Q: The consensus for bridle length here on the Great Barrier Reef has been to use as long a bridle as possible on the circle hook. However, it should not be so long that the baits could foul on the hooks — and not so short that it prevents the hooks from working as they were designed. The bridle anchoring point was also a consideration, since maximizing the gape allows the hook to work better as well. I am wondering what your experience has been. I noticed that Eagle Claw now produces circle hooks up to 20/0, and the shape looks like it may be superior to the traditional circle shape.
A: When using a bridle, the size of the circle hook is not too critical unless the hook is too small to fit around the marlin’s jaw hinge. The guys in Costa Rica and Guatemala catch a lot of blue marlin on small circle hooks (say, 7/0) rigged in ballyhoo (gar to you) when catching mainly sailfish.
When chunking for tuna, or in any other use of dead bait, hook size is also unimportant, if and only if the gape of the hook is not full of bait. If you put the hook itself (not a bridle) through the nose or eye of the bait, you should use a bigger hook so that the gape is not filled up with bait. This is one reason a lot of guys went back to using J hooks — they experienced poor hookup ratios because their hooks were filled with bait.

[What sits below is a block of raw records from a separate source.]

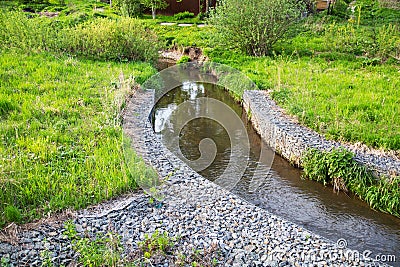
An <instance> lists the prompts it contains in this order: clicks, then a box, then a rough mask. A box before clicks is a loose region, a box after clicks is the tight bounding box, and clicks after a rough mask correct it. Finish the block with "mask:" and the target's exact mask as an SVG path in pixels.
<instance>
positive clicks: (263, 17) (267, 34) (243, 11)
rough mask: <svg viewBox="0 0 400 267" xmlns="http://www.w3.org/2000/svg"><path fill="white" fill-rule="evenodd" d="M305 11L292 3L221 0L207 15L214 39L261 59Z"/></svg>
mask: <svg viewBox="0 0 400 267" xmlns="http://www.w3.org/2000/svg"><path fill="white" fill-rule="evenodd" d="M303 10H304V5H303V3H301V2H299V1H295V0H248V1H241V0H224V1H221V3H220V4H219V5H218V6H217V7H216V8H215V9H214V11H213V12H211V14H210V18H209V20H208V21H209V23H210V24H212V25H213V26H214V27H215V28H216V30H217V35H216V40H217V41H218V42H219V43H221V44H222V45H223V46H227V47H228V48H236V49H239V50H241V51H243V52H245V53H247V54H249V55H254V56H263V55H266V54H269V53H270V52H271V48H272V45H273V44H274V43H276V42H277V41H278V40H279V39H281V38H282V37H283V36H284V34H285V33H286V32H287V30H288V28H289V26H290V25H291V23H292V22H294V21H296V20H297V19H298V18H299V17H300V15H301V12H302V11H303Z"/></svg>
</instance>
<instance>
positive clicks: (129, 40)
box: [64, 18, 158, 61]
mask: <svg viewBox="0 0 400 267" xmlns="http://www.w3.org/2000/svg"><path fill="white" fill-rule="evenodd" d="M64 36H65V40H64V45H65V47H64V49H65V50H66V51H68V52H70V53H72V54H77V55H81V56H87V57H90V58H96V59H111V60H143V61H155V60H156V58H157V57H158V41H157V37H156V35H155V34H153V33H152V32H151V31H149V30H146V29H145V27H144V26H143V25H142V24H141V23H140V22H139V21H137V20H135V19H131V18H122V19H119V20H110V19H106V18H98V19H95V20H92V21H89V22H86V23H83V24H79V25H77V26H76V27H74V28H72V29H66V30H65V31H64Z"/></svg>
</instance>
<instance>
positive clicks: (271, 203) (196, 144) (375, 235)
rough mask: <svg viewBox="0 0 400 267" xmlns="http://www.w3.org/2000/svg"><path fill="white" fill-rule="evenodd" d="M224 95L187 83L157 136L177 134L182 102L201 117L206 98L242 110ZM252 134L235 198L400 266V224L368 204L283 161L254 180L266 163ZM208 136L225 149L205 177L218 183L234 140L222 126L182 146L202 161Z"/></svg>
mask: <svg viewBox="0 0 400 267" xmlns="http://www.w3.org/2000/svg"><path fill="white" fill-rule="evenodd" d="M219 90H220V89H219ZM219 90H217V89H213V88H211V87H210V86H208V85H207V84H205V85H203V84H196V83H193V82H185V83H184V84H183V86H182V88H181V89H180V91H179V89H178V90H177V91H171V93H170V94H168V95H167V96H165V98H164V101H163V104H162V106H156V109H155V117H154V128H155V131H156V133H160V134H161V139H163V135H165V134H167V133H168V132H169V131H170V130H171V129H170V127H172V125H170V124H171V121H172V120H173V118H174V114H176V112H174V111H175V110H176V109H177V108H178V105H179V104H180V103H181V102H182V101H187V100H189V101H190V102H192V103H193V104H194V105H193V110H192V111H190V110H188V112H196V110H198V109H201V108H204V107H200V106H197V105H196V104H195V103H196V101H193V100H195V99H196V98H197V97H201V96H207V97H212V98H215V99H220V100H222V101H223V102H225V103H226V104H228V105H229V106H232V107H234V106H235V105H237V104H236V103H235V102H234V101H233V100H230V99H229V98H227V97H226V94H225V93H224V92H219ZM221 91H222V90H221ZM240 111H241V110H240ZM240 111H237V112H240ZM210 112H212V110H210ZM239 115H240V114H239ZM249 129H250V130H249V132H248V134H249V137H250V142H251V143H252V144H251V146H252V153H251V154H250V164H249V167H248V169H247V171H246V173H245V175H244V177H243V178H242V180H241V181H240V182H239V184H238V185H237V186H236V188H235V189H234V193H236V194H238V195H239V196H241V197H243V198H244V199H246V200H248V201H250V202H252V203H254V204H256V205H257V206H259V207H262V208H264V209H266V210H269V211H271V212H273V213H274V214H277V215H279V216H281V217H283V218H285V219H289V220H290V221H293V222H296V223H298V224H300V225H302V226H304V227H306V228H307V229H310V230H312V231H314V232H316V233H317V234H320V235H322V236H324V237H327V238H330V239H331V240H332V241H336V240H337V239H339V238H345V239H346V240H347V242H348V244H349V248H351V249H359V250H360V251H361V252H362V251H363V250H365V249H369V250H371V251H372V252H373V255H376V254H378V253H383V254H384V253H386V254H395V255H396V256H397V258H398V262H396V263H392V262H391V263H390V264H391V265H394V266H399V262H400V254H399V251H400V221H399V220H398V219H397V218H394V217H392V216H389V215H387V214H383V213H378V212H375V211H373V210H371V209H370V208H369V207H368V206H367V204H366V203H364V202H361V201H359V200H357V199H354V197H352V196H351V197H349V196H346V195H344V194H339V195H337V194H336V193H333V192H332V188H328V187H324V186H323V185H322V184H319V183H316V182H313V181H308V180H302V179H301V178H300V175H301V172H300V170H298V169H296V168H293V167H292V166H290V164H289V163H288V162H287V161H285V160H283V159H282V158H280V157H278V156H276V157H275V159H274V162H273V165H272V169H273V170H272V171H268V166H269V165H268V164H267V165H266V167H265V168H266V170H265V171H262V172H260V173H257V174H256V175H254V176H253V174H254V172H255V168H256V166H257V163H258V160H260V151H259V150H260V146H261V142H260V138H259V136H258V135H256V134H255V133H254V132H252V131H253V130H252V129H251V128H249ZM206 136H207V137H209V136H213V140H215V141H216V143H217V144H218V146H219V148H218V153H217V156H216V160H215V162H214V163H213V164H212V168H208V169H207V170H205V171H202V172H201V174H202V175H204V176H206V177H208V179H210V180H213V179H212V178H213V177H217V176H219V175H220V174H221V173H222V172H223V171H224V170H225V168H226V166H227V165H228V162H229V160H230V157H231V155H230V154H231V149H230V142H229V137H228V136H227V135H226V133H225V131H224V129H223V128H222V127H221V126H219V125H218V124H217V123H210V122H209V121H207V120H202V119H201V120H197V121H196V120H195V121H192V122H191V123H189V125H188V127H187V128H183V129H182V132H181V138H180V140H179V142H180V145H182V148H181V149H182V150H183V151H185V152H187V153H184V154H185V155H186V154H188V155H192V156H194V155H197V156H198V154H199V152H198V143H199V140H200V139H201V138H205V137H206ZM234 136H235V137H234V138H236V137H237V138H239V137H240V136H237V134H236V133H235V134H234ZM257 149H258V150H257ZM257 151H258V152H257ZM196 153H197V154H196Z"/></svg>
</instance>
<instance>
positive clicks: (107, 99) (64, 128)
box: [0, 1, 158, 228]
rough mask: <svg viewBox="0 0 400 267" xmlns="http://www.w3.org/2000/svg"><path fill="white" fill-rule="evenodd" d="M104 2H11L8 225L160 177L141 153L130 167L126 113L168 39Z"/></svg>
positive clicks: (7, 20) (7, 210) (8, 57)
mask: <svg viewBox="0 0 400 267" xmlns="http://www.w3.org/2000/svg"><path fill="white" fill-rule="evenodd" d="M55 2H57V1H55ZM99 5H101V3H97V1H89V2H84V1H67V3H66V4H63V5H60V4H57V3H56V4H48V3H47V4H45V5H42V4H33V3H29V5H21V4H17V3H16V2H14V5H12V4H9V3H8V4H7V5H2V10H0V22H1V24H2V28H1V29H0V77H1V79H0V80H1V83H0V121H1V123H0V133H1V141H2V142H1V144H0V161H1V163H0V188H1V190H2V192H3V193H2V194H1V196H0V228H2V227H4V226H5V225H6V224H7V223H10V222H17V223H24V222H29V221H32V220H34V219H38V218H41V217H44V216H48V215H50V214H52V213H54V212H58V211H61V210H63V209H66V208H73V209H78V208H83V207H86V206H88V205H89V204H94V203H99V202H101V201H102V200H105V199H110V198H112V197H115V196H118V195H120V194H122V193H126V192H129V191H131V190H134V189H136V188H137V185H136V183H135V180H136V179H138V178H141V179H143V177H145V176H149V175H154V172H152V170H151V169H149V168H148V166H146V165H145V164H144V162H143V161H141V159H139V158H136V156H135V154H134V152H132V153H130V154H131V155H134V157H135V158H134V159H133V163H134V164H135V168H133V169H131V172H130V171H129V170H128V167H127V166H126V163H125V160H124V158H123V153H122V127H121V118H120V112H121V109H122V108H123V106H124V104H125V100H126V97H128V96H129V95H130V94H131V93H133V91H134V89H135V88H136V87H137V86H138V84H140V83H143V82H144V81H145V80H146V79H147V78H149V77H150V76H151V75H153V74H154V73H155V68H154V67H153V66H152V63H154V62H155V59H156V58H157V53H158V40H157V37H156V36H155V35H154V33H153V32H152V31H150V30H148V29H146V27H145V25H143V24H142V23H140V22H139V21H137V20H135V19H130V18H120V17H118V16H117V15H116V14H114V13H113V11H112V10H110V9H107V8H106V6H104V5H103V6H102V10H100V9H98V8H99ZM22 9H24V10H28V11H29V12H21V10H22ZM39 12H42V13H43V12H50V13H46V14H47V15H49V14H50V15H51V12H58V15H57V16H54V17H52V16H50V17H47V15H46V16H41V15H39ZM99 12H100V13H101V14H103V15H104V16H103V15H102V16H100V15H98V14H97V13H99ZM99 17H100V18H99ZM103 17H107V18H103ZM140 61H146V62H147V63H146V62H140ZM131 163H132V162H131ZM136 163H137V164H136Z"/></svg>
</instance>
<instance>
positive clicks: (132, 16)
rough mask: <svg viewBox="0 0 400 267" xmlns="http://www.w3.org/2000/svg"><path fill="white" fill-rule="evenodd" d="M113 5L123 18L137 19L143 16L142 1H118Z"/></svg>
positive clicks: (119, 0)
mask: <svg viewBox="0 0 400 267" xmlns="http://www.w3.org/2000/svg"><path fill="white" fill-rule="evenodd" d="M113 4H114V6H115V7H116V8H117V9H118V10H119V11H120V12H121V14H122V15H123V16H127V17H131V18H135V17H139V16H141V15H142V12H143V9H142V5H141V4H140V0H116V1H113Z"/></svg>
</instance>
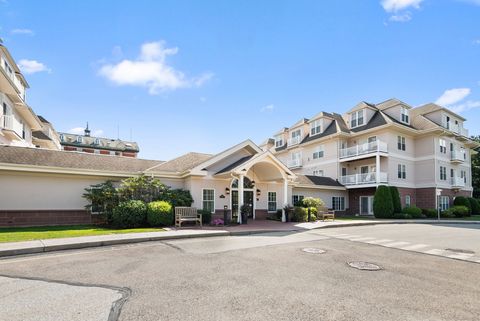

Almost no one uses J hooks anymore — except for a few hard heads, none of whom keeps accurate records of bites and hookup ratios! They lose three in a row and change because “some” days the circle (or J!) hooks do not work as well. That’s just basic ignorance of statistics and the laws of probability.
I would not argue strongly against anything you are doing. Keep good records; you need lots of data to make decisions on which tackle or technique is superior. Three out of 10 is basically the same as 7 out of 10, statistically speaking. But 15 out of 50 is not the same as 35 out of 50, even though the comparative ratio is equal. If you are on the bad side of 30 out of 100, compared to 70 out of 100, you’d better be switching to what the other guy is doing!
And always compare apples to apples. If you count every fish where the leader touches the rod tip or the mate touches the leader as a released fish, you will do better than I do. I only count fish that are tagged or boated as caught. (Except in some tournaments whose rules allow the former — and our averages are quite a bit higher in those tournaments.)